One of the ironies of Kolkata’s most famous dishes is that while Bengal boasts of a great cuisine the dishes we most associate with the city have very little to do with Bengali cuisine. The puchka was originally brought to Kolkata by chaatwallas from UP (one theory is they came from Benares). The Kathi kabab roll (the Nizam’s roll) was also invented by people from the Hindi belt. The famous Kolkata biryani traces its origins to the Nawab of Awadh’s court in exile in Metiabruz.
| "Jhal moori made an impact in the 1940s when everyone in Kolkata began to appreciate the tangy dishes that migrants from the Hindi belt were making, sometimes with ingredients that Bengalis were already familiar with." |
Until the Prime Minister’s stop focused attention on jhal moori I had always regarded it as entirely Bengali. After all, Kolkata was the first place I ever tried it. At the old Sunday magazine offices we survived on jhal moori when we worked late into the night trying to close the magazine in time for the printers’ deadline.
I was not an instant convert to the dish because, as you might expect of a Gujarati from Mumbai, I treated it as bhelpuri made by some unfortunate person who had no access to the chutneys that elevate bhelpuri to ethereal status. It took me time to appreciate the dry texture, the tang of the lemon and most of all, the mustard oil that gave jhal muri its distinctive taste.
So how long has it been an integral part of Kolkata’s food culture? I called Pritha Sen a former colleague from my jhal moori eating Sunday magazine days who has gone on to become the greatest historian of Bengal’s food culture.
Pritha gave me some perspective on Bengal’s street food culture. She said that it only developed after the British established Kolkata as a great city. The first foods served in street stalls and little restaurants were, she said, more Islamic in origin: kababs and parathas.

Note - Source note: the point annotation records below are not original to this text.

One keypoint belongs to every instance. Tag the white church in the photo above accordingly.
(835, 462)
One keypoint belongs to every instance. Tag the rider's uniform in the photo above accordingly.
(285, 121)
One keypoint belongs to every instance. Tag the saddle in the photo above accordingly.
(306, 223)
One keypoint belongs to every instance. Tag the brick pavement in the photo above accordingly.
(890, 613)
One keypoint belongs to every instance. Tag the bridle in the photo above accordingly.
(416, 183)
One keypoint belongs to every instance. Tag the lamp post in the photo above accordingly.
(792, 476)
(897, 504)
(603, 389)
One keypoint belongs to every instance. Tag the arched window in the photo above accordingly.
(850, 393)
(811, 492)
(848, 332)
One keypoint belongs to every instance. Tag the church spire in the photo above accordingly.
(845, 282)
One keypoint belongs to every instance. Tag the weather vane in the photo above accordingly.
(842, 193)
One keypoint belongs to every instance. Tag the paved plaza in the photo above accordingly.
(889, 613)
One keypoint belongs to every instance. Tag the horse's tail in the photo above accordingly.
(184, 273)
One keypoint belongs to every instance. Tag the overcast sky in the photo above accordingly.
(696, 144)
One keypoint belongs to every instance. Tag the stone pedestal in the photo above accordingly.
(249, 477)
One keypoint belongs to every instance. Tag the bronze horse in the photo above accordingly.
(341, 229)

As has often been noted, Hindus were less keen - all over India - to eat food made outside their homes.
This changed when people had no alternative but to eat nearer their places of work and especially as migrants from all over India streamed into the booming city.
Kolkata was introduced to kachori stalls, for instance, after Marwaris set up shop in Burra Bazaar.

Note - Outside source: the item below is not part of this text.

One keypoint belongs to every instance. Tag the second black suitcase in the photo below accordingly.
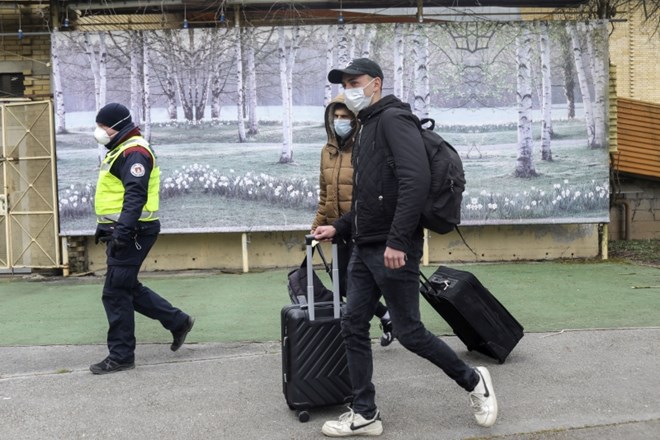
(473, 313)
(314, 366)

Many, if not most, of the innovations in street food came from migrants from UP and Bihar. In some cases they just served dishes from their own regions but often they adapted their dishes to suit local ingredients and palates.
Moori has always been around in Bengal. It appeals to a land of rice eaters and it has a particular appeal to those looking to fill themselves up cheaply and quickly. It’s not expensive and most people find it more filling than rice.
Pritha reckons that Kolkata’s street food scene only picked up in the 20th Century between the two World Wars. Jhal moori made an impact in the 1940s when everyone in Kolkata began to appreciate the tangy dishes that migrants from the Hindi belt were making, sometimes with ingredients that Bengalis were already familiar with.
This is not unprecedented. Bhelpuri seems to have become popular in the same time frame when Mumbai’s Gujaratis adapted the style of UP chaatwallas (who had migrated to the city) to create another great moori dish. The difference is that in the case of bhelpuri we know of specific restaurants (such as Gokul) that are supposed to have created it, which is not true of jhal moori. And while there are famous Gujarati restaurants in Mumbai that serve bhelpuri (Swati, Soam, etc.) jhal moori never really became a restaurant dish but remained a street snack.
Will jhal moori catch on all over the country now that the Prime Minister has made it famous? It could. But frankly I am a little sceptical. The South is not so keen on chaat and in the north they don’t seem to love moori as much as Gujaratis and Bengalis do. Even bhelpuri is not a great favourite in Delhi, for example.
But no matter. The BJP has got what it wanted. And when we look back at this era we will remember that for one brief shining moment, jhal moori got all of India talking.